In the aftermath, Yuji and Megumi body up with second-year schoolboy Yuta Okkotsu and Yuki Tsukumo, a special order jujutsu thaumaturgist and song of the most intense sorcerers of all moment, along with half-human, half-Curse Choso and second-year grind Maki Zenin to tourney with Tengen. Tengen, an famous, part-Curse part-human jujutsu warlock, reveals Kenjaku's design to blend Tengen's consciousness with Japan's forgiving population. The Culling Game, Kenjaku's all-out war between the sorcerers and Imprecation users of Japan, then begins.

The restaurant is managed by a Thai Chef, Filipino, and an African American who considered it to be suitable that the restaurant showcase their diversity.
This place will even showcase complicated wine menu.
Nam Kao Tod and Catfish Salad are only a few of the
favored meals on the menu here. Just a few suggestions from their menu encompass Giant Clam, Pot Stickers and Scorching and
Bitter Soup. In case your operate is structured or easy, it is
not important the number of individuals there are fairly just a few of establishments at your disposal.

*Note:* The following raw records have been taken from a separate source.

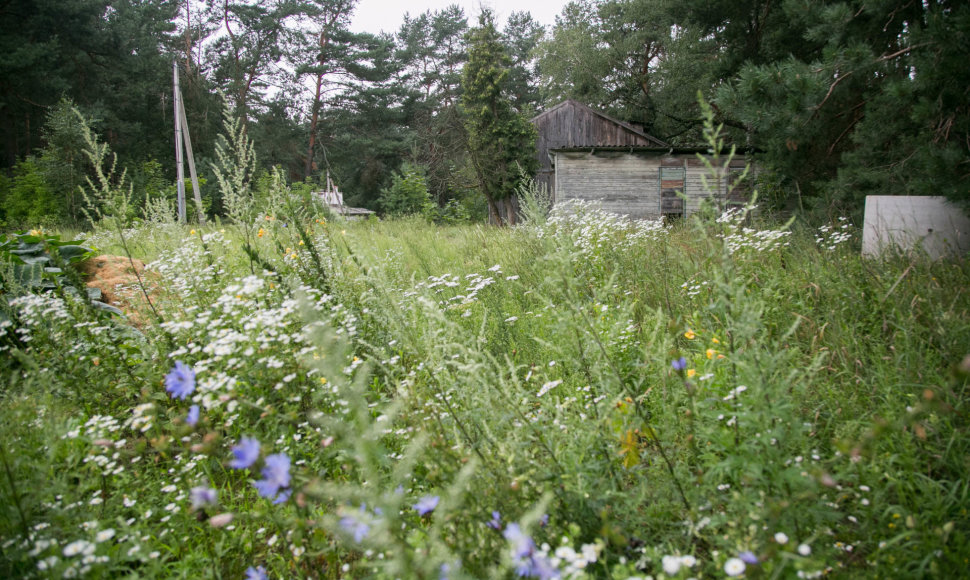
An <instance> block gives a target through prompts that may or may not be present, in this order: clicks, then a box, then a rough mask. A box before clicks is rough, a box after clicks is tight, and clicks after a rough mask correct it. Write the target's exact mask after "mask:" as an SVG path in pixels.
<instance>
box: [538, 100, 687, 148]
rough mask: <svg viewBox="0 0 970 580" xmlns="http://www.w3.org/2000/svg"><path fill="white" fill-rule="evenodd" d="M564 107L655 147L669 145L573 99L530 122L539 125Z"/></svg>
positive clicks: (655, 137) (659, 139) (582, 103)
mask: <svg viewBox="0 0 970 580" xmlns="http://www.w3.org/2000/svg"><path fill="white" fill-rule="evenodd" d="M566 107H572V108H575V109H579V110H581V111H584V112H587V113H589V114H592V115H594V116H596V117H598V118H600V119H602V120H603V121H606V122H607V123H610V124H612V125H615V126H617V127H619V128H621V129H622V130H623V131H624V132H627V133H629V134H631V135H634V136H636V137H639V138H640V139H643V140H646V141H647V142H650V143H652V144H654V145H655V146H657V147H669V146H670V145H669V144H668V143H666V142H664V141H661V140H660V139H657V138H656V137H654V136H653V135H650V134H648V133H646V132H644V131H643V130H642V129H639V128H637V127H634V126H633V125H631V124H630V123H627V122H624V121H620V120H619V119H615V118H613V117H611V116H609V115H607V114H606V113H601V112H599V111H597V110H596V109H594V108H592V107H590V106H588V105H584V104H583V103H580V102H579V101H575V100H573V99H566V100H565V101H563V102H561V103H559V104H558V105H556V106H555V107H553V108H551V109H549V110H548V111H545V112H542V113H539V114H538V115H536V116H535V117H533V118H532V123H533V124H537V125H540V124H541V122H542V121H543V119H545V118H546V117H550V116H552V115H554V114H555V113H556V112H558V111H559V110H560V109H563V108H566Z"/></svg>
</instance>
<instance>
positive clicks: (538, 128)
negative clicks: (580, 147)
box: [532, 100, 663, 193]
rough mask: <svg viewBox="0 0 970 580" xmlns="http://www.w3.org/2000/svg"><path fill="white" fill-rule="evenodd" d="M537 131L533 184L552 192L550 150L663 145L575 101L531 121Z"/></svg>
mask: <svg viewBox="0 0 970 580" xmlns="http://www.w3.org/2000/svg"><path fill="white" fill-rule="evenodd" d="M532 123H533V124H534V125H535V127H536V131H537V132H538V138H537V140H536V157H537V159H538V161H539V172H538V174H537V181H538V182H539V184H540V185H546V186H547V187H549V189H550V191H552V192H553V193H555V183H554V181H553V179H554V174H555V169H554V168H553V166H552V161H551V160H550V158H549V152H550V151H552V150H553V149H560V148H568V147H587V146H589V147H621V146H623V147H625V146H632V147H656V146H658V145H660V146H663V142H662V141H659V140H657V139H654V138H652V137H650V136H649V135H646V134H644V133H643V132H642V131H639V130H638V129H637V128H635V127H633V126H632V125H628V124H626V123H622V122H620V121H617V120H615V119H611V118H609V117H607V116H606V115H602V114H600V113H597V112H596V111H594V110H592V109H590V108H589V107H587V106H586V105H583V104H581V103H578V102H576V101H572V100H569V101H565V102H563V103H561V104H559V105H557V106H555V107H553V108H552V109H550V110H548V111H546V112H545V113H542V114H541V115H538V116H537V117H535V118H533V119H532Z"/></svg>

The stability that these culinary experts cook between the sweet and savory
makes it a perfect restaurant focused by a great
variety of friends from internationally. Friends will love the contemporary dinners that complement a diversified mixture of intercontinental
entrees. They offer a fabulous environment and a multi-degree consuming room
that prospects will recognize tremendously.